Qustion about the implementation of voxel self-attention #9

Open DYZhang09 opened 10 months ago

DYZhang09 commented 10 months ago

Hi, thanks for your fantastic work! I have a question about the implementation of the voxel self-attention.

The paper writes ``These sampling points share the same height $z_k$, but with different learnable offsets for $(x_i^m , y_j^m )$. This encourages the voxel queries to interact in the BEV plane". To my understanding, this operation equals to split the voxel features into bev slices through the height dimension and perform deformable attention seperately for each bev slices, is this right? I wonder why not using 3D deformable attention directly?
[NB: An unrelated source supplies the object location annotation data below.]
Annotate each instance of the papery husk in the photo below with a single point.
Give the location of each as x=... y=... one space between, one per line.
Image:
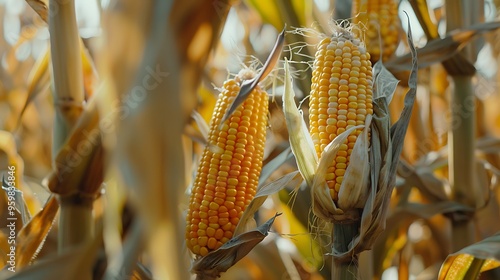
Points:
x=322 y=204
x=386 y=146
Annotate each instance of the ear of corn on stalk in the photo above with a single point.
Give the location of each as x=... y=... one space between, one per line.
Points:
x=378 y=16
x=229 y=171
x=340 y=98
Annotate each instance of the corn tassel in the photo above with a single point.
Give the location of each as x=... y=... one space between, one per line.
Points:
x=340 y=98
x=230 y=167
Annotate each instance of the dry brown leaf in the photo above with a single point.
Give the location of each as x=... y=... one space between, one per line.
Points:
x=79 y=167
x=386 y=146
x=440 y=50
x=458 y=264
x=248 y=85
x=31 y=237
x=247 y=222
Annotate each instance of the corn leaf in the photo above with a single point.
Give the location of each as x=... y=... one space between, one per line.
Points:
x=247 y=222
x=354 y=189
x=323 y=204
x=422 y=12
x=424 y=180
x=220 y=260
x=300 y=140
x=274 y=164
x=38 y=81
x=440 y=50
x=385 y=83
x=248 y=85
x=485 y=253
x=20 y=203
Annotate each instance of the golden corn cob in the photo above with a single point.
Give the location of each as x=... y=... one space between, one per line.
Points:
x=375 y=16
x=230 y=167
x=341 y=97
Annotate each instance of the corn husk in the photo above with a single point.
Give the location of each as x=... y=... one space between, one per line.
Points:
x=363 y=199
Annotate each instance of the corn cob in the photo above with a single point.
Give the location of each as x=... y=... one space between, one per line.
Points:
x=375 y=16
x=230 y=167
x=340 y=98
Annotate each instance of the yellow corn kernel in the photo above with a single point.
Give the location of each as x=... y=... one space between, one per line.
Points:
x=227 y=178
x=378 y=16
x=347 y=100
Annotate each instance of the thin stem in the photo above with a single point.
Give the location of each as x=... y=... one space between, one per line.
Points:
x=342 y=235
x=462 y=160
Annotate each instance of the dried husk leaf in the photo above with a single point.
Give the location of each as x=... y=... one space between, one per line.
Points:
x=440 y=50
x=300 y=139
x=247 y=221
x=322 y=203
x=248 y=85
x=354 y=188
x=458 y=263
x=424 y=180
x=274 y=164
x=220 y=260
x=386 y=146
x=79 y=166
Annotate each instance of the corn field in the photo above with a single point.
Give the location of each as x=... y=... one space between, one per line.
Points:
x=252 y=139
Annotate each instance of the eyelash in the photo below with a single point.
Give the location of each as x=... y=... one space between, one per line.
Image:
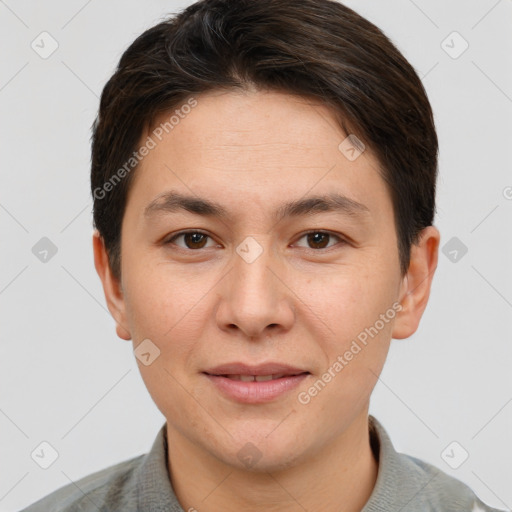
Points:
x=342 y=241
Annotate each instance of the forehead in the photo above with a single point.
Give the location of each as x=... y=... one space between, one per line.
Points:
x=256 y=145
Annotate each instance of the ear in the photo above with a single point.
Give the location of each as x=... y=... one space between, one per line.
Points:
x=415 y=286
x=111 y=286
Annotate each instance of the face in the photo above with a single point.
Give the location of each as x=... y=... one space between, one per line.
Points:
x=250 y=279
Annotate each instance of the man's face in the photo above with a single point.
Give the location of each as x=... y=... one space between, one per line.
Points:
x=252 y=286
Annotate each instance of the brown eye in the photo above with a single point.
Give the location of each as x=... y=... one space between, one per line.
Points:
x=192 y=239
x=320 y=239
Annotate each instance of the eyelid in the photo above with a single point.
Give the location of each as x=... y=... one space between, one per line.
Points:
x=342 y=240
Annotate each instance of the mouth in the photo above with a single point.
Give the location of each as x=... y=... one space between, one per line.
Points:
x=255 y=384
x=256 y=378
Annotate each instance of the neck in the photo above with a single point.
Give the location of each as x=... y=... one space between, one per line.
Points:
x=339 y=477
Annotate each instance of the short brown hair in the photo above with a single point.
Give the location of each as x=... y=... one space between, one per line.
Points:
x=315 y=48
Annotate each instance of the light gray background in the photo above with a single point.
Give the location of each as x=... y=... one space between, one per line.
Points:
x=66 y=378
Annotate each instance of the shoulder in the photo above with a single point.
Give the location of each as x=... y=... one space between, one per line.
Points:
x=112 y=488
x=409 y=484
x=440 y=491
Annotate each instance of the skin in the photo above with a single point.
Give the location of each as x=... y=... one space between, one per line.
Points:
x=298 y=303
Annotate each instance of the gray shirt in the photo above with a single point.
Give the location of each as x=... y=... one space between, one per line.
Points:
x=404 y=484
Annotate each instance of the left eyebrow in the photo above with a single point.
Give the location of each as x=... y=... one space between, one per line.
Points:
x=172 y=201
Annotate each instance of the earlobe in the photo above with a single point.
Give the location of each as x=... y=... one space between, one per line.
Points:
x=416 y=284
x=111 y=286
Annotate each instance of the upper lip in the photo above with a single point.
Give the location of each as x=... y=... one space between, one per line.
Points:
x=270 y=368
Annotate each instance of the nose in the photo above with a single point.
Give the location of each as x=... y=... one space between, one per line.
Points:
x=254 y=297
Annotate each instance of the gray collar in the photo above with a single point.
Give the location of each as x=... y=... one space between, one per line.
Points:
x=399 y=479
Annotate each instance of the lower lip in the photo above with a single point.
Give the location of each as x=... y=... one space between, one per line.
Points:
x=256 y=392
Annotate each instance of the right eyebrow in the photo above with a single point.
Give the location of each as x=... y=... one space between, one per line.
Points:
x=172 y=201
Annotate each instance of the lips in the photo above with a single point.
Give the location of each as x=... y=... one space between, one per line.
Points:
x=258 y=373
x=259 y=384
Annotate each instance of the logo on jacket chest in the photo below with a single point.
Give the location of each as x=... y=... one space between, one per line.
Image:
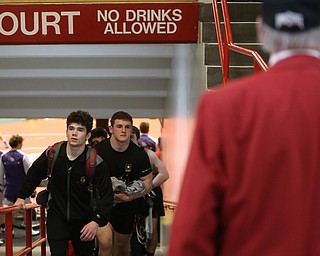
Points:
x=128 y=168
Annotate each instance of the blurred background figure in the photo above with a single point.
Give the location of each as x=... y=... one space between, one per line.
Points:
x=14 y=166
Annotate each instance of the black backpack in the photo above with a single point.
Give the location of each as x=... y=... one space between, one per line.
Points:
x=91 y=162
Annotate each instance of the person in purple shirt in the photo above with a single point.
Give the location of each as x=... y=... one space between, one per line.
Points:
x=14 y=165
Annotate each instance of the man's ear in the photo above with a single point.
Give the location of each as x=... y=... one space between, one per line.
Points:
x=110 y=129
x=259 y=28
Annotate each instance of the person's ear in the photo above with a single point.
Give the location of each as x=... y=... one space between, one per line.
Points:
x=259 y=28
x=88 y=135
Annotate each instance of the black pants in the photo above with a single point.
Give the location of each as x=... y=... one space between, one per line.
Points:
x=60 y=232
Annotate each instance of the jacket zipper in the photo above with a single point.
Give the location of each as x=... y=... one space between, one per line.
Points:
x=68 y=193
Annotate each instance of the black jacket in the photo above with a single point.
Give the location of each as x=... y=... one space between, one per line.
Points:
x=70 y=196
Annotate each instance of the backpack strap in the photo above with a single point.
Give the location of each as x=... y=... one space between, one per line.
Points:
x=52 y=154
x=91 y=161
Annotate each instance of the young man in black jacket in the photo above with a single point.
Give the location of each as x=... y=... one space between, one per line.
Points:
x=69 y=214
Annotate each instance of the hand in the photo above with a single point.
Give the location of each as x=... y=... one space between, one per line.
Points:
x=89 y=231
x=121 y=197
x=20 y=203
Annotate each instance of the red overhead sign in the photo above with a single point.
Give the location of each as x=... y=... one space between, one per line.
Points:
x=99 y=23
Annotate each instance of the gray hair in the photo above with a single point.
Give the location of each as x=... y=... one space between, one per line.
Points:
x=274 y=40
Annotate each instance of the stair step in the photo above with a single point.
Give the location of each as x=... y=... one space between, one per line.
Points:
x=244 y=32
x=212 y=56
x=214 y=75
x=238 y=11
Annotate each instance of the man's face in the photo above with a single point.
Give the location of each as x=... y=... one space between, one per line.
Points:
x=121 y=130
x=77 y=134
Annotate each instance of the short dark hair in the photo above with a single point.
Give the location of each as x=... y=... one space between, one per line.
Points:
x=80 y=117
x=15 y=140
x=122 y=116
x=136 y=132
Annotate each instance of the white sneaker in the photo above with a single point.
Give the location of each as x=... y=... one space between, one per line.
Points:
x=35 y=232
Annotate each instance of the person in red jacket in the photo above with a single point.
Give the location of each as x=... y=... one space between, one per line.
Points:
x=252 y=181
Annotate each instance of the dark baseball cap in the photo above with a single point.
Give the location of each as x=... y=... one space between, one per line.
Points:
x=291 y=15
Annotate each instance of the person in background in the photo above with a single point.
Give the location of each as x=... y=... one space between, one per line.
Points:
x=97 y=134
x=14 y=166
x=251 y=184
x=126 y=162
x=70 y=215
x=2 y=241
x=160 y=175
x=146 y=140
x=159 y=148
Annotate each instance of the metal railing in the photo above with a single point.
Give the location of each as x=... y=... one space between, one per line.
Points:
x=8 y=212
x=226 y=44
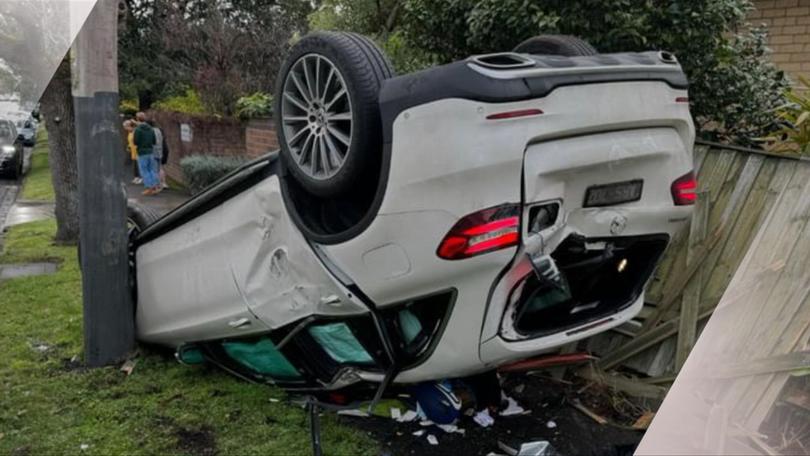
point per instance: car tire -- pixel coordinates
(138, 218)
(565, 45)
(329, 137)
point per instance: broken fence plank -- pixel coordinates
(621, 383)
(789, 362)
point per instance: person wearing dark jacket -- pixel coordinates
(160, 153)
(144, 139)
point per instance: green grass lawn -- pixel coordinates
(51, 404)
(38, 186)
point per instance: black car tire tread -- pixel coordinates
(141, 215)
(364, 68)
(565, 45)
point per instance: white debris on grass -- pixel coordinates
(407, 417)
(484, 419)
(354, 412)
(512, 408)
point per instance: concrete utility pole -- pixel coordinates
(108, 309)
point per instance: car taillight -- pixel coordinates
(481, 232)
(684, 190)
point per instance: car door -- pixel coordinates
(237, 269)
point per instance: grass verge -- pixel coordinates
(52, 404)
(38, 186)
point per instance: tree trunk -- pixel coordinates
(56, 106)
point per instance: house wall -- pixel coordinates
(788, 23)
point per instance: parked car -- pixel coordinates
(11, 151)
(426, 226)
(27, 131)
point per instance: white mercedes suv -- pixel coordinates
(426, 226)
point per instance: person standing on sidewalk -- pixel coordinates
(160, 152)
(144, 138)
(129, 128)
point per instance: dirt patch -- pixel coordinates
(199, 442)
(552, 418)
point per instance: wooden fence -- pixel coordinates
(738, 189)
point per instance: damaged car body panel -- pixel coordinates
(237, 269)
(514, 209)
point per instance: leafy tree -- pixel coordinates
(221, 48)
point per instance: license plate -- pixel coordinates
(612, 194)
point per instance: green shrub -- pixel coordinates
(188, 103)
(794, 134)
(200, 171)
(259, 104)
(128, 107)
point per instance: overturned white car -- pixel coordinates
(426, 226)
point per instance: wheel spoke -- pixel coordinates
(301, 105)
(339, 135)
(337, 96)
(326, 162)
(317, 77)
(291, 119)
(314, 158)
(298, 135)
(334, 152)
(340, 116)
(304, 149)
(307, 78)
(328, 81)
(299, 86)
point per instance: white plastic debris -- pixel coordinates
(484, 419)
(512, 408)
(354, 412)
(407, 417)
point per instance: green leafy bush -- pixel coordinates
(259, 104)
(188, 103)
(734, 87)
(200, 171)
(128, 107)
(794, 134)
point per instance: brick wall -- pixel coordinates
(788, 22)
(209, 136)
(213, 136)
(260, 137)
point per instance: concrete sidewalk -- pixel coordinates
(163, 202)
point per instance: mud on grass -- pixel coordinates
(52, 404)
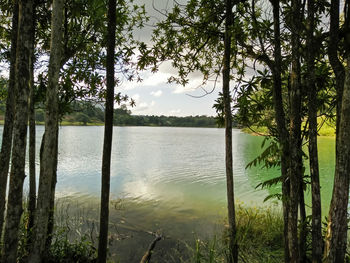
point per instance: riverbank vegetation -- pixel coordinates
(85, 113)
(283, 65)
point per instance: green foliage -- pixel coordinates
(83, 118)
(259, 235)
(62, 250)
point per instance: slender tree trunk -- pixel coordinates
(313, 154)
(283, 135)
(6, 145)
(15, 197)
(233, 246)
(48, 162)
(52, 200)
(336, 237)
(295, 135)
(32, 134)
(108, 134)
(303, 228)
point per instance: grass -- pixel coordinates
(259, 234)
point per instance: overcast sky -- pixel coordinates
(154, 96)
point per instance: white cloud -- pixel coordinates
(175, 112)
(142, 106)
(157, 93)
(149, 80)
(136, 97)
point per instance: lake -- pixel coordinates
(170, 180)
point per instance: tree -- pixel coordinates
(336, 237)
(6, 145)
(49, 152)
(313, 154)
(108, 134)
(17, 175)
(233, 246)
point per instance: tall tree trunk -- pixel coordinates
(283, 136)
(295, 135)
(32, 134)
(15, 197)
(233, 246)
(6, 145)
(108, 134)
(48, 162)
(336, 237)
(313, 154)
(52, 200)
(303, 226)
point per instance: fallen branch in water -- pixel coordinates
(147, 256)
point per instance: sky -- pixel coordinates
(154, 96)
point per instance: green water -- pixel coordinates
(170, 180)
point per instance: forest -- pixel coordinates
(85, 113)
(281, 65)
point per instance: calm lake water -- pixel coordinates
(168, 179)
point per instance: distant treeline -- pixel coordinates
(85, 113)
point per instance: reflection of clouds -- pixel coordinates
(157, 93)
(139, 189)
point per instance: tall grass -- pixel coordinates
(259, 235)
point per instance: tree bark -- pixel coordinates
(313, 153)
(17, 175)
(48, 162)
(233, 246)
(295, 135)
(9, 118)
(52, 201)
(283, 135)
(336, 236)
(303, 226)
(108, 134)
(32, 134)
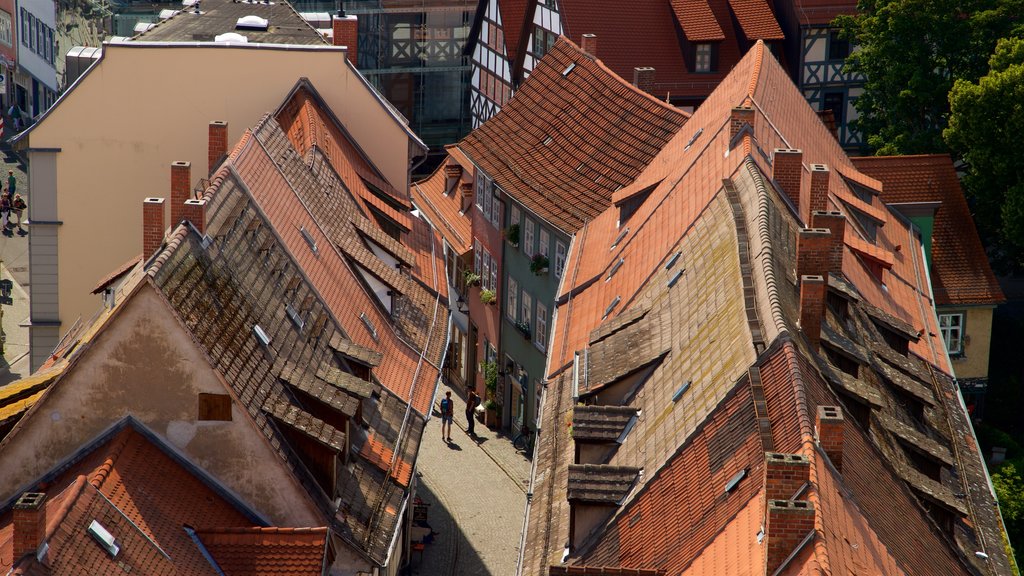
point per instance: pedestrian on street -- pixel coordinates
(448, 412)
(471, 403)
(17, 206)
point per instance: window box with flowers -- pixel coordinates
(539, 264)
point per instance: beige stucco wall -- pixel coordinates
(145, 106)
(978, 324)
(143, 364)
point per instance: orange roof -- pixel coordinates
(961, 274)
(572, 135)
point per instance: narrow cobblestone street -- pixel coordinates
(476, 489)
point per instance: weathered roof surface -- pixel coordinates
(739, 379)
(570, 137)
(221, 16)
(961, 274)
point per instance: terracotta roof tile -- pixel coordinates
(961, 274)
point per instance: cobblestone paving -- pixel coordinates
(476, 489)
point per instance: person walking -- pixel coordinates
(448, 412)
(471, 403)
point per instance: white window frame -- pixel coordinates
(951, 327)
By the way, I think the implementation of voxel self-attention may also has some problems. https://github.com/Robertwyq/PanoOcc/blob/898b2a457af45bcef8bdbbe8cff10e3eef26485f/projects/mmdet3d_plugin/bevformer/modules/occ_temporal_attention.py#L244-L254 The spatial_shapes here is [50, 50, 16], which is a 3-dimensional vector. However, according to the implementation of MultiScaleDeformableAttnFunction_fp32, it seems only accepts 2-dimensional spatial shapes (line 276 & 277), which means it can only attend to the first 50x50=2500 queries. https://github.com/Robertwyq/PanoOcc/blob/898b2a457af45bcef8bdbbe8cff10e3eef26485f/ops/src/cuda/ms_deform_im2col_cuda.cuh#L272-L294

Is there something wrong with this implementation? Or maybe there are some details that I didn’t notice.

code88881234 commented 3 months ago

image I have the same question. The input to MultiScaleDeformableAttnFunction requires value and sampling_locations to have consistent dimensions, but spatial_shapes can only take the hw (height and width) dimensions. This should pose certain issues.